Jacobian of Symbolic Matrix multiplications


Consider the following operation M * x where A is a matrix and x a vector. I want to know if we can do the following using the Symbolics package.

  1. Calculate the Jacobian of M * x with respect to M[1], M[2], \dots .
  2. Use the symbolic expression from one and evaluate it using arbitrary values.
  3. (Optional) can I compile the function to be equivalent to a normal Julia function.
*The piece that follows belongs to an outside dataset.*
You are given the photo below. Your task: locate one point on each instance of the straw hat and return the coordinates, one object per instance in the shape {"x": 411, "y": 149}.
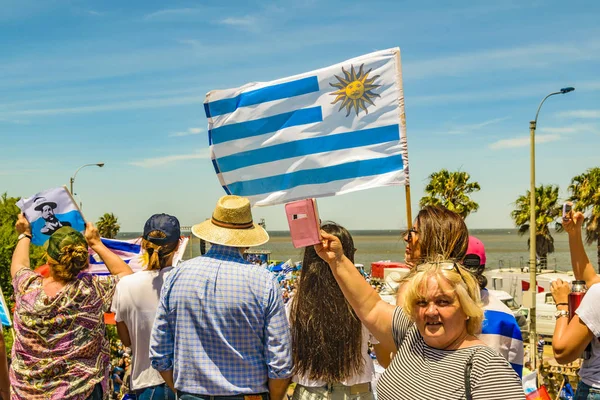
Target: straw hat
{"x": 231, "y": 225}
I am mainly interested in speed here.

Here is what I thought should work, but didn’t.

@variables M[1:3, 1:3], x[1:3]
Symbolics.jacobian(M*x, reshape(M, 9)) # Does not work
Symbolics.jacobian(M*x, [M[1,1], M[1,2]]) # Does not work


I managed to get a working version but it’s the API does not feel intuitive.

@variables M[1:3, 1:3], x[1:3]
c = reshape(M, 3, 3) * reshape(x, 3, 1)
Symbolics.jacobian(reshape(c, 3), reshape(M, 9))

Another @shashi one. @achrafmam2 can you open an issue on Symbolics.jl? There’s just a set of issues right now with differentiation of array variables.

The workaround of course is to collect(M); collect(x) etc. to transform them from array symbolics to arrays of symbolics, but since we’re currently working through these kinds of issues it would be good to have it in the list so we can address it. Thanks!

I filed two issues (issue 1, issue 2).